Verdict and judgment for defendant. Plaintiff appealed.

Error assigned among others was in instructing the jury to find a verdict in favor of defendant.

Affirmed.

E. O. Michener, for appellant. -- The rule seems to be that the court will not construe a written contract where the parts in dispute are expressed in words of more than one meaning. Such words create an ambiguity, and their construction becomes a mixed question of law and fact, and the question of fact must be determined by the jury: Ford v. Buchanan, 111 Pa. 31.

It is submitted that the defendants had no right to discharge the plaintiff from their employment, under the circumstances, for the following reasons:

1. There was no refusal on his part to do and perform any service that the defendants had a right to call upon him to perform.

2. That the defendants had no right to call upon the plaintiff to make the trip mentioned in their letters, without specifically designating the customers whom they desired him to visit.

3. Because the evidence shows that part of the district to which he was directed to go had just been gone over, and that it was unreasonable for him to be required to go over it again so soon.

4. If there is any doubt as to whose judgment was to be exercised in determining how often it might be necessary to call upon certain parties, in order to advance the interests of the defendant company, then, as the contract is wholly silent upon the question, it was for the jury to determine under the evidence; and upon this point the uncontradicted evidence of the plaintiff was that the agreement between them gave him the discretion, and not the defendant company.

5. Because the evidence showed that the only ground for the discharge of the plaintiff was his failure to obey the instructions contained in the letters of May 21 and May 22; and as the defendants had no right under the contract to give the plaintiff any such instruction, his neglect to comply with this order was not sufficient justification for his discharge.
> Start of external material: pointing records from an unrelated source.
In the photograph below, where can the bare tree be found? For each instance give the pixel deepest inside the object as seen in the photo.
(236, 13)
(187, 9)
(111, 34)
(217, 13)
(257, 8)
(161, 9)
Wm. H. Hackenberg, for appellee. -- An employer may not without cause discharge an employee who has contracted to serve a specified term; but when there is any misconduct inconsistent with the relation of master and servant, the master has an undoubted right at any time to put an end to the contract, and what is a sufficient reason for dismissal is a question of law for the court: Matthews v. Park Brothers, 146 Pa. 386.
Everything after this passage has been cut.